Хиля и не подозревала о своих попытках просочиться в прокуратуру. Ей и в отделе было хорошо, а иногда даже весело. Особенно, когда ребята садились за последний стол у окна выпивать после дежурства. Они рассказывали разные забавные истории, которые им сообщали подследственные, и дружно хохотали. Хилю не приглашали и водки не наливали, но не потому, что она была еврейкой, а потому что полковник Алексеев пообещал им чего-то там оторвать, если они начнут ее клеить. Иногда с проверкой появлялся и Приходько. Он так пристально рассматривал Хилю, что она не знала куда деваться. Он пыхтел и с сожалением шептал Алексееву: «Да, Алексеев, не дурак ты, полковник! Я бы и сам с такой с удовольствием записался бы в евреи, как ты!» А записной еврей Алексеев суетливо стряхивал окурки со стола и подсовывал стул растроганному прокурору. «Ну, так что? Возьмете?» — каждый раз с надеждой спрашивал он, но непреклонный прокурор только вздыхал, пялился на Хилю и шепотом поражался коварству еврейской нации.

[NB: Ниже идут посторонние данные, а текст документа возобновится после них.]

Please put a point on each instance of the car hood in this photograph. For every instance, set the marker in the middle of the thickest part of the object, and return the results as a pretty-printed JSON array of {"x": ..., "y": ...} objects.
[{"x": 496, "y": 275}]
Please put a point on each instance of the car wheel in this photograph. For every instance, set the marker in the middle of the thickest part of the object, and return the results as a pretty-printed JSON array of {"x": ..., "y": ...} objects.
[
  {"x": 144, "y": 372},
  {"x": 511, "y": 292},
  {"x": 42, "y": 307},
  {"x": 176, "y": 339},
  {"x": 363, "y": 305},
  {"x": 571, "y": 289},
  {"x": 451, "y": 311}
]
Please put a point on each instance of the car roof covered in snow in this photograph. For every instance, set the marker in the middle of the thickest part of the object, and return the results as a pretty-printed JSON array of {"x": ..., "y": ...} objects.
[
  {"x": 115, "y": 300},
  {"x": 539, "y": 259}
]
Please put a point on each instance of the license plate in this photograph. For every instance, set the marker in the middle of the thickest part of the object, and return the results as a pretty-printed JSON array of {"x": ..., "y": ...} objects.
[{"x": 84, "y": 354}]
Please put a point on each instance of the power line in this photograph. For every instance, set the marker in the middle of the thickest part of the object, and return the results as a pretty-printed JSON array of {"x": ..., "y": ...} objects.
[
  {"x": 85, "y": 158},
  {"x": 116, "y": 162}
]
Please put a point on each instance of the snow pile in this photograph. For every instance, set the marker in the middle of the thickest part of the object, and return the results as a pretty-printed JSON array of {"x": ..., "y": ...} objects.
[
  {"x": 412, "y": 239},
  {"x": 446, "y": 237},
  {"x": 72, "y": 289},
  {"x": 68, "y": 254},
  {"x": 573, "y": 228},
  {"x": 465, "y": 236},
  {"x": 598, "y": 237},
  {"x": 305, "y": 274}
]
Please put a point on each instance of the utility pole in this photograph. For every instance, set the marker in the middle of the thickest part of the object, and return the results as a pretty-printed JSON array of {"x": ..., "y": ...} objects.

И Хиля все продолжала работать в отделе, хотя Алексеев почти каждый месяц грозился перевести ее в прокуратуру, если она только вздумает закрутить тут шуры-муры. Но у Хили и без этого работы хватало. А если серьезно, то в то время вокруг нее рушились стенки, ограждавшие ее от жизни. Даже не стенки, а железобетонные стены, возводимые вокруг нее с младенчества заботливыми мамой и бабушкой. Впрочем, Хиля помнила, что эти стены не помогали ей когда-то давно в детстве в начальной школе, это уже ведь потом ее перестали дразнить. Стены не задерживали и косых взглядов, в которых Хиля читала боязливое любопытство напополам с брезгливостью. Но теперь эти стены были не нужны ей вовсе. Ветер бил ей в лицо, с каждым днем она чувствовала себя в отделении еще больше своей, все более нужной когда-то таким далеким от нее милиционерам. Это было здорово! Все чаще парни, вбегая в комнату, запросто кричали: «Хилька! Где ты? Выручай! Тащи вчерашнее дело и всю экспертизу!» Так же уверенно и спокойно чувствовала она себя только когда-то очень давно, когда у нее была такая милая, большая подруга, она даже помнила ее имя — Клава. И вот теперь, спустя столько лет, Клавино лицо всплывало из рек забвения, и сердце обжигало волной острой боли. Лицо это было живым и почти осязаемым, совсем не таким, как на выцветшем газетном фото, вставленным бабушкой в рамку с фотографиями родственников из Бердичева. Каждую субботу осмелевшая в перестройку бабушка ставила перед этой рамкой тонкие свечки в крошечных блюдцах и в их свете читала нараспев старинную антисоветскую литературу на идиш. Когда у Хили не было дежурства, она сидела с бабушкой по субботам и очень надеялась, что бабушкина вечерняя молитва дойдет и до девочки с пшеничной косой, принесет довольство и спасение в грядущую и все последующие недели, а главное, ободрит и утешит ее в горе. Со своей работы Хиля вынесла глубокое убеждение, что нет ни одной женщины, у которой бы не было горя. А если пока еще не было, так это только вопрос времени.